Deferment of payment of related party balances
On December 26, 2024 and revised on February 4, 2025, April 19, 2025 and May 25, 2025, the Company entered into an agreement to defer payment of certain related party obligations. Under the deferment agreements, all amounts owed to the sponsor of Bannix and its affiliates are payable only after any Pre-Paid Advance issued in connection with the SEPA Pre-Paid Advances is repaid in full (See Note 9).
(3) Transfer of balances
During the quarter ended, upon agreement by and amount the related parties, $235,333 of balances owing to Bannix Management LLP and $4,737 of balances of Subash Menon was transferred to Stanley Hill and $200,000 of balances owed to Subash Menon was transferred to Suresh Yezhuvath.
VisionWave Technologies related party transactions Stanley Hills, LLC, a corporation controlled by Anat Attia, paid the entire company expenses for VisionWave Technologies Inc., as well as funded the Company’s bank and brokerage accounts, on behalf of the Company. on April 8, 2025, with an effective date of March 31, 2025, the Company entered into a Funding Support Agreement with Stanley Hills, LLC (“Stanley Hills”), the principal shareholder of VisionWave Technologies.
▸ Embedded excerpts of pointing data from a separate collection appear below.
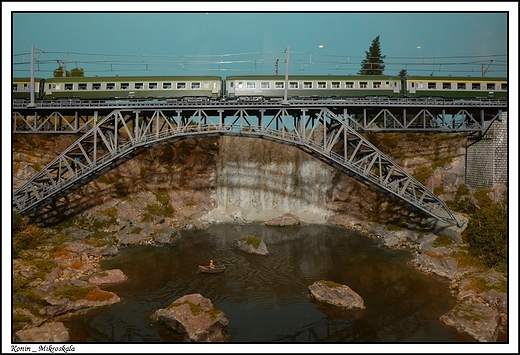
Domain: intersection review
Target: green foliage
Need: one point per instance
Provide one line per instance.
(487, 234)
(161, 210)
(162, 196)
(374, 62)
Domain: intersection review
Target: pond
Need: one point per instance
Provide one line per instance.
(266, 298)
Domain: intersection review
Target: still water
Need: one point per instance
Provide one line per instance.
(266, 298)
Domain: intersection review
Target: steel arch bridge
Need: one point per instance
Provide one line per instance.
(123, 133)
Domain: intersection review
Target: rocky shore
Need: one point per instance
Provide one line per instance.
(73, 284)
(195, 183)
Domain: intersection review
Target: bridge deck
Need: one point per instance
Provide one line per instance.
(123, 133)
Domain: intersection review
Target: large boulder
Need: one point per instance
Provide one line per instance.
(108, 277)
(193, 316)
(251, 245)
(336, 294)
(54, 332)
(475, 319)
(74, 295)
(286, 219)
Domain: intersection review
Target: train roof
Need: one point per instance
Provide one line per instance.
(25, 80)
(314, 77)
(134, 78)
(455, 78)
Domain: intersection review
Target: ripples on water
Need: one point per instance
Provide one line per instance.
(266, 298)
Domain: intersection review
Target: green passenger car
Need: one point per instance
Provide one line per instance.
(449, 87)
(252, 87)
(134, 87)
(21, 89)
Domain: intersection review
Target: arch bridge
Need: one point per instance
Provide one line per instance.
(115, 134)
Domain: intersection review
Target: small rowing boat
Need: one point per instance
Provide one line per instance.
(215, 270)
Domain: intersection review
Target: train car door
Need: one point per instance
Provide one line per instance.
(411, 87)
(231, 89)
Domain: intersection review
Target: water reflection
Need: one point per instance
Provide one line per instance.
(266, 298)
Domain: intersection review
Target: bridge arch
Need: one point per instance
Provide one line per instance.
(126, 132)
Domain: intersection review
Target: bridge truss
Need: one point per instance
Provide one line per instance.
(122, 133)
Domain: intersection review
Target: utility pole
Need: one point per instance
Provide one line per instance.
(287, 54)
(32, 104)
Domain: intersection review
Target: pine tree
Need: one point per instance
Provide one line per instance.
(374, 62)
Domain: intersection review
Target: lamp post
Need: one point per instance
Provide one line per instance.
(287, 54)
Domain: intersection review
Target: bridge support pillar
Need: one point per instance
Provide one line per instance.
(486, 157)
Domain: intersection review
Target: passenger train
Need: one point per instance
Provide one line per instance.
(259, 87)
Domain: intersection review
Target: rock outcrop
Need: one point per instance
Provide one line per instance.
(194, 316)
(336, 294)
(108, 277)
(287, 219)
(54, 332)
(75, 295)
(475, 319)
(251, 245)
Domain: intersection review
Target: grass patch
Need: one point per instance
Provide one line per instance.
(251, 240)
(443, 241)
(161, 210)
(162, 196)
(195, 309)
(330, 284)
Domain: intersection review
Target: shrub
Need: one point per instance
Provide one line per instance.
(486, 233)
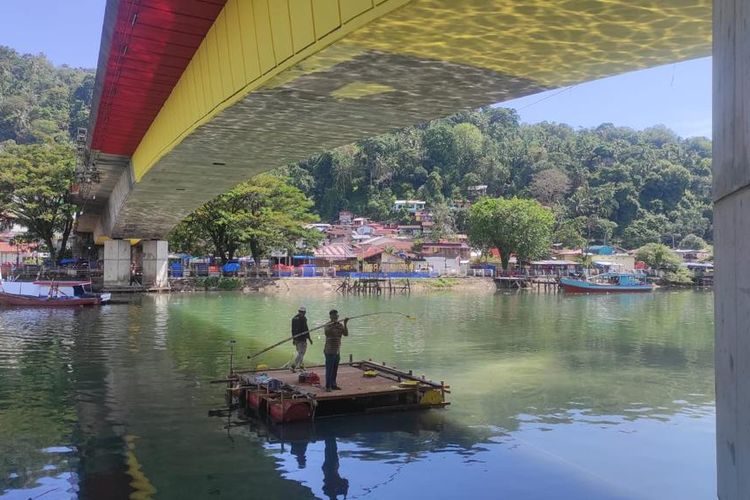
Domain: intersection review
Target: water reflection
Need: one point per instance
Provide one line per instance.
(589, 397)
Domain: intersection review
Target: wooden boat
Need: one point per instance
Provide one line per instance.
(49, 294)
(606, 283)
Pursuant to the agreement, Stanley Hills irrevocably and unconditionally committed to provide financial support to the Company, sufficient to fund the working capital needs through August 13, 2026. The funding may be provided by Stanley Hills in the form of direct payments to third parties, advances or intercompany loans, or capital contributions, as mutually determined by the parties. Unless otherwise agreed in writing, any such advances will be non-interest bearing and repayable only at such time as determined by the Board of Directors, and only to the extent such repayment would not impair the Company’s liquidity or ability to continue as a going concern. The agreement may not be terminated by Stanley Hills prior to the twelve-month period from the date of release of the financial statement.